Kutluturk Faruk, Temel Berna, Uslu Bora, Aral Ferihan, Azezli Adil, Orhan Yusuf, Konrad Martin, Ozbey Nese
Department of Endocrinology and Metabolism, Istanbul Faculty of Medicine, Istanbul University, Istanbul, Turkey.
Horm Res. 2006;66(4):175-81. doi: 10.1159/000094253. Epub 2006 Jun 27.

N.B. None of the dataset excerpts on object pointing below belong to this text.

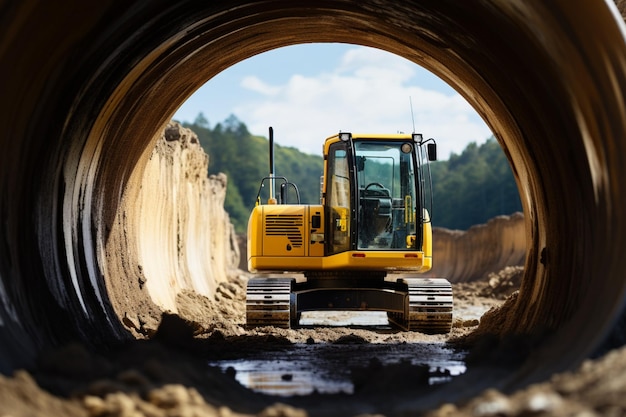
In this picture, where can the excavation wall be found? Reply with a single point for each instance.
(85, 92)
(462, 256)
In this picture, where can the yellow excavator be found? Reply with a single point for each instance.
(362, 248)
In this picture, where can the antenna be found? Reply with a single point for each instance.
(412, 117)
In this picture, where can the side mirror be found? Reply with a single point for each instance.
(432, 151)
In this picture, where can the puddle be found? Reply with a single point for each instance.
(328, 368)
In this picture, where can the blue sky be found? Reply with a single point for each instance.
(311, 91)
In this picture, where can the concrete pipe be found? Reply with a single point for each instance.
(80, 80)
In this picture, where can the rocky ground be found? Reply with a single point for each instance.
(168, 375)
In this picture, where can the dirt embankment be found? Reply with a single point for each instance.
(171, 235)
(463, 256)
(193, 311)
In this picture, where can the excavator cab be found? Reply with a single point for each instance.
(372, 221)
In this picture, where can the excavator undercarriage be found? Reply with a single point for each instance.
(411, 303)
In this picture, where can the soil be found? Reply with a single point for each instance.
(168, 374)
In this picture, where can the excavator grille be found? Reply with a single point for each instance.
(285, 225)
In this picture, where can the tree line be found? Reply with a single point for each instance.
(468, 189)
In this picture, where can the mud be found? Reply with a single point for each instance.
(190, 368)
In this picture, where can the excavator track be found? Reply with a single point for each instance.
(430, 305)
(268, 302)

A 19-year-old female patient with hypercalciuria and recurrent nephrolithiasis/urinary tract infection unresponsive to thiazide type diuretics is presented. The patient first experienced nephrolithiasis at the age of 4 years. Afterwards, recurrent passages of stones and urinary tract infection occurred. On diagnostic evaluation at the age of 19 years, she also had hypocitraturia and hypomagnesemia. Her serum calcium concentrations were near the lower limit of normal (8.5-8.8 mg/dl; normal range: 8.5-10.5), her serum magnesium concentrations were 1.15-1.24 mg/dl (normal range: 1.4-2.5) and urinary calcium excretion was 900 mg/24 h. PTH concentrations were increased (110-156 pg/ml; normal range: 10-65). We tried to treat the patient with hydrochlorothiazide at a dose of 50 mg/day. During treatment with thiazide diuretics, PTH concentration remained high and the patient had recurrent urinary tract infections and passages of stones. Serum magnesium concentration did not normalize even under the parenteral magnesium infusion. Her mother had a history of nephrolithiasis 20 years ago. Severe hypomagnesemia in association with hypercalciuria/urinary stones is reported as a rare autosomal recessive disorder caused by impaired reabsorption of magnesium and calcium in the thick assending limp of Henle's loop. Recent studies showed that mutations in the CLDN16 gene encoding paracellin-1 cause the disorder. In exon 4, a homozygous nucleotide exchange (G679C) was identified for the patient. This results in a point mutation at position Glycine227, which is replaced by an Arginine residue (G227R). The mother was heterozygous for this mutation. G227 is located in the fourth transmembrane domain and is highly conserved in the claudin gene family. This case indicates the pathogenetic role of paracellin-1 mutation in familial hypomagnesemia with hypercalciuria and nephrocalcinosis and further underlines the risk of stone formation in heterozygous mutation carriers.
本文介绍了一名19岁女性患者,患有高钙尿症且复发性肾结石/尿路感染,对噻嗪类利尿剂无反应。该患者4岁时首次出现肾结石。此后,反复出现结石和尿路感染。19岁进行诊断评估时,她还存在低枸橼酸尿症和低镁血症。她的血清钙浓度接近正常下限(8.5 - 8.8mg/dl;正常范围:8.5 - 10.5),血清镁浓度为1.15 - 1.24mg/dl(正常范围:1.4 - 2.5),尿钙排泄量为900mg/24小时。甲状旁腺激素(PTH)浓度升高(110 - 156pg/ml;正常范围:10 - 65)。我们尝试以50mg/天的剂量用氢氯噻嗪治疗该患者。在使用噻嗪类利尿剂治疗期间,PTH浓度仍高,患者反复出现尿路感染和结石。即使静脉输注镁,血清镁浓度也未恢复正常。她的母亲20年前有肾结石病史。严重低镁血症伴高钙尿症/尿路结石被报道为一种罕见的常染色体隐性疾病,由亨利氏袢升支粗段镁和钙重吸收受损引起。最近的研究表明,编码紧密连接蛋白 - 1的CLDN16基因突变导致该疾病。在第4外显子中,为该患者鉴定出纯合核苷酸交换(G679C)。这导致甘氨酸227位点发生点突变,被精氨酸残基取代(G227R)。母亲是该突变的杂合子。G227位于第四个跨膜结构域,在紧密连接蛋白基因家族中高度保守。该病例表明紧密连接蛋白 - 1突变在家族性低镁血症伴高钙尿症和肾钙质沉着症中的致病作用,并进一步强调了杂合突变携带者形成结石的风险。